The decision by the Bank of England has been reported to be a “big relief” for consumers, after many economists had originally predicted a rate rise of either 25bps or 50bps. The fact that the rate remains stable could indicate a turning point in the economy, and mortgage lenders have been anticipating this for a number of weeks.
Last week, The Mortgage Works was the first lender to offer a sub-5% fixed rate mortgage to buy-to-let borrowers since last year, and major banks as well as smaller, specialist ones are all racing to offer better rates and more enticing terms and product fees to secure customers.
Of course, borrowing costs are still much higher than they were a year ago, and this is having to be factored in by thousands of new and existing mortgage holders as they purchase or remortgage their properties. But it is a step in a positive direction and is expected to provide a boost to the UK’s property market.
Bank of England encouraged by falling inflation
In another surprise yet welcome announcement this week, the Office for National Statistics (ONS) revealed that inflation had dropped by more than anticipated in August, from 6.8% last month to 6.7%, after many had expected inflation levels to go up due to rising fuel prices.

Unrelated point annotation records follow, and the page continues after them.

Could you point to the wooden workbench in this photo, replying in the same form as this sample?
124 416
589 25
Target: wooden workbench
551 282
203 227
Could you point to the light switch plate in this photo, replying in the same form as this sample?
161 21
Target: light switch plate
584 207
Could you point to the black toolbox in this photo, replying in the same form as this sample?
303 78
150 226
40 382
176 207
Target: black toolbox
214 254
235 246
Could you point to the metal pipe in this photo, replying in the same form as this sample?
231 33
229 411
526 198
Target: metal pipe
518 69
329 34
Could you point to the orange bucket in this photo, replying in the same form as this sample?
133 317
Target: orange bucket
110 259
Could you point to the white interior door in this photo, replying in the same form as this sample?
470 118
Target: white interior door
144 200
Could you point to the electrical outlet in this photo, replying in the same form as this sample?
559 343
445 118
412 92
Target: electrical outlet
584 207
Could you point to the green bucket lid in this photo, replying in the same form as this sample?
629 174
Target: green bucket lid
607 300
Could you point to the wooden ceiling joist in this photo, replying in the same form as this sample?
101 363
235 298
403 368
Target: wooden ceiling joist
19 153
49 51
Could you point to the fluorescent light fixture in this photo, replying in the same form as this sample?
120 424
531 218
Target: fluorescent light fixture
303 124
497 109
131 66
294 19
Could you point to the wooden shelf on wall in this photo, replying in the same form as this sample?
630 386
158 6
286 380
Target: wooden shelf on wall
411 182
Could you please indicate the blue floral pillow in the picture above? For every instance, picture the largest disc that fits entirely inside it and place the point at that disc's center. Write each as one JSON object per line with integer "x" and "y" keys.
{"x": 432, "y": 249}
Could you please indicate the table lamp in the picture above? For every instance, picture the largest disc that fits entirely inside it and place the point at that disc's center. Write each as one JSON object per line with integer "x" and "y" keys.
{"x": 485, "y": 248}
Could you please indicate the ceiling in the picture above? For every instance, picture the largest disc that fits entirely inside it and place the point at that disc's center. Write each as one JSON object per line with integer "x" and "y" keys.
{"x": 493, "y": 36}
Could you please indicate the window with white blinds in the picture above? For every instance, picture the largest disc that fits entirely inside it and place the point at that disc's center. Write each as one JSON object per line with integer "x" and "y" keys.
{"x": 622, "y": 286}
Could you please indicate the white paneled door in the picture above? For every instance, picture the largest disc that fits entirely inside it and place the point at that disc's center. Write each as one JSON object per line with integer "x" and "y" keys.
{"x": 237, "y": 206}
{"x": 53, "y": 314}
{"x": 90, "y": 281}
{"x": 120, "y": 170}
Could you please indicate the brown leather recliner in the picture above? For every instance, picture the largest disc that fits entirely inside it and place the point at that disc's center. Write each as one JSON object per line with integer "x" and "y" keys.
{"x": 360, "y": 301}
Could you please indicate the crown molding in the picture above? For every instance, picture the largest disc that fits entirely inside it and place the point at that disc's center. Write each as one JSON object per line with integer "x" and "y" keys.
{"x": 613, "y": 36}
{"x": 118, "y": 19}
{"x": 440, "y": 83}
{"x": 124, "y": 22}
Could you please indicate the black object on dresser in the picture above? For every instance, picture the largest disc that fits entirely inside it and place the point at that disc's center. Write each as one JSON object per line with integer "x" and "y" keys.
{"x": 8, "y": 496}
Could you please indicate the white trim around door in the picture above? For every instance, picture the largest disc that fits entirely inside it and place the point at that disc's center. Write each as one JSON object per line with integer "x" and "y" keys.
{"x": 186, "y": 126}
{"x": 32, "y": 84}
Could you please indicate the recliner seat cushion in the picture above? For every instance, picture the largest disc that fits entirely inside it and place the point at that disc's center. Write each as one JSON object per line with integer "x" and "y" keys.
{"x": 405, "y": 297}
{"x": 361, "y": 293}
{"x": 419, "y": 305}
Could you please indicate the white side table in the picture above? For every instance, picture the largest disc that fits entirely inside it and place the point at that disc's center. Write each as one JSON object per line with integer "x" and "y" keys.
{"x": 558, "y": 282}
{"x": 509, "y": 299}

This could start to alleviate the effects of the cost of living crisis, although the target level of inflation set by the government of 2% still feels a long way off. For this reason, most experts are predicting that we may not see the Bank of England begin to drop its interest rate for a while longer.
Andrew Bailey, governor at the Bank of England, commented on the decision: “Inflation has fallen a lot in recent months, and we think it will continue to do so.
“But there is no room for complacency. We need to be sure inflation returns to normal and we continue to take the decisions necessary to do just that.”
“Reassuring” for the housing market
As we know, mortgage rates have already been falling over the past few weeks, which is a huge boost for the property sector. We also know, though, that overall appetite for UK property has remained strong, particularly for those who choose to invest in housing as a medium to long-term venture.
While price rises have flattened across many parts of the UK – with areas in the north of England in particular bucking the trend – rental prices have done the opposite. Demand for rental homes among tenants is sky-high, meaning it is an extremely active market for investors right now.
As Nathan Emerson, CEO of Propertymark, points out, the Bank of England’s latest decision is certainly positive news for the industry.
“[It] will be reassuring for those looking to enter the housing market especially,” he said. “This now indicates that rises to interest rates have been impactful and that the fall in house prices has helped to even the affordability playing field and keep the wheels of the housing market turning.”
Matt Thompson, head of sales at Chestertons, says that the cost of borrowing is now expected to “stabilise” alongside the Bank of England’s latest decision to hold its base rate, but he does not anticipate that “mortgage rates will return to the low levels seen in recent years”.
He adds: “Nonetheless, we expect a positive response from buyers, who are now able to make financial decisions based on greater certainty that the cost of borrowing won’t increase much further.”